Шурка, грызя с досады ногти, смотрел со второго этажа и смертельно, как никого и никогда в жизни, ненавидел ее. Может быть, даже Мурзика он не так ненавидел, потому что Мурзик был мужчина, враг (да, всего-навсего мужчина и враг), а так ненавидеть можно только женщину, о которой ты думал, что она в тебя влюблена, а она, оказывается, к тебе равнодушна.

Он все еще торчал в светелке, лелея свою ненависть, когда спустя час, не меньше, увидел бегущую по аллее средь облетевших и ставших трагически-черными лип Настену. Кожушок ее был расстегнут, платок вился за спиной, летела распустившаяся коса. Лицо ее…

Да что там такое случилось, в деревне?!

Завидев прилипшего к стеклу Шурку, Настена попыталась привести себя в порядок, но глаза ее, всегда ясные, светлые, были черны от непроглядного ужаса, и Шурка вдруг ощутил острую боль в недавно сросшейся ноге. Только потом, после того, как он, охнув, схватился за больное место рукой, ему стало страшно.

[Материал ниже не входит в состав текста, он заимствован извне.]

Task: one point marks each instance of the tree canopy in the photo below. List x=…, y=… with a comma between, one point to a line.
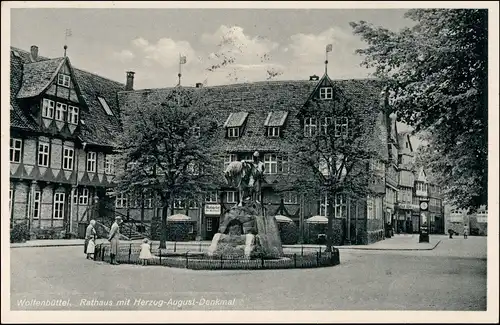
x=165, y=149
x=334, y=151
x=438, y=76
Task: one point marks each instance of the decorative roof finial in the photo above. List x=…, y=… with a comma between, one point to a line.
x=329, y=48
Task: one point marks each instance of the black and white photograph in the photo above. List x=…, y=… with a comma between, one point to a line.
x=252, y=157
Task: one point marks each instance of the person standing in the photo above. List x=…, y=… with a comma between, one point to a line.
x=145, y=254
x=90, y=233
x=114, y=239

Настена вбежала в дом. Шурка слышал, как она грохочет каблуками полусапожек, поднимаясь по лестнице.

Вот влетела в светелку, замерла в дверях.

С трудом он заставил себя сдвинуться с места:

– Что случилось?

Настена не сразу смогла говорить, в горле стоял комок:

– В Питере революция. В Энске теперь тоже новая власть. Пришли какие-то комиссары. Да это бесы во плоти! Старосту и лавочника застрелили как чуждых эле… чуждых элемен… – Зубы Настены вдруг начали выбивать дробь, и она, не договорив, зажала рот ладонью, пытаясь совладать с собой. – Они грабят там… Я убежала… они хотят прийти сюда… Кто-то сказал им, что барин здесь, в доме!

Шурка покачнулся. Больная нога подкосилась под ним, словно в ней не было кости. Подкосилась, словно макаронина!

Он схватился за стену, кое-как удержался.

– Надо бежать! – твердила Настена, глядя на него огромными глазами. – И вдруг ахнула, поняв: – Что? Нога?

– Я не могу уйти, – пробормотал Шурка, чувствуя, что губы немеют. – Нога отнялась!

Он хотел сказать, что его надо где-нибудь спрятать – в подвале, на чердаке, в коровнике, в стогу, в старой сторожке в саду… Да все равно где, только бы отсидеться, пока не уйдут комиссары! Но припадок бешеной гордыни обрушился на него, не дал ни слову сорваться с языка. Нельзя, стыдно!

Но как страшно, Господи! Кажется, не могло быть страшней, чем на Острожном дворе, но тогда у него не было времени обдумывать свою участь, он только действовал, он дрался, а сейчас… Что он может сейчас, кроме как трястись от страха, беспомощный, обездвиженный?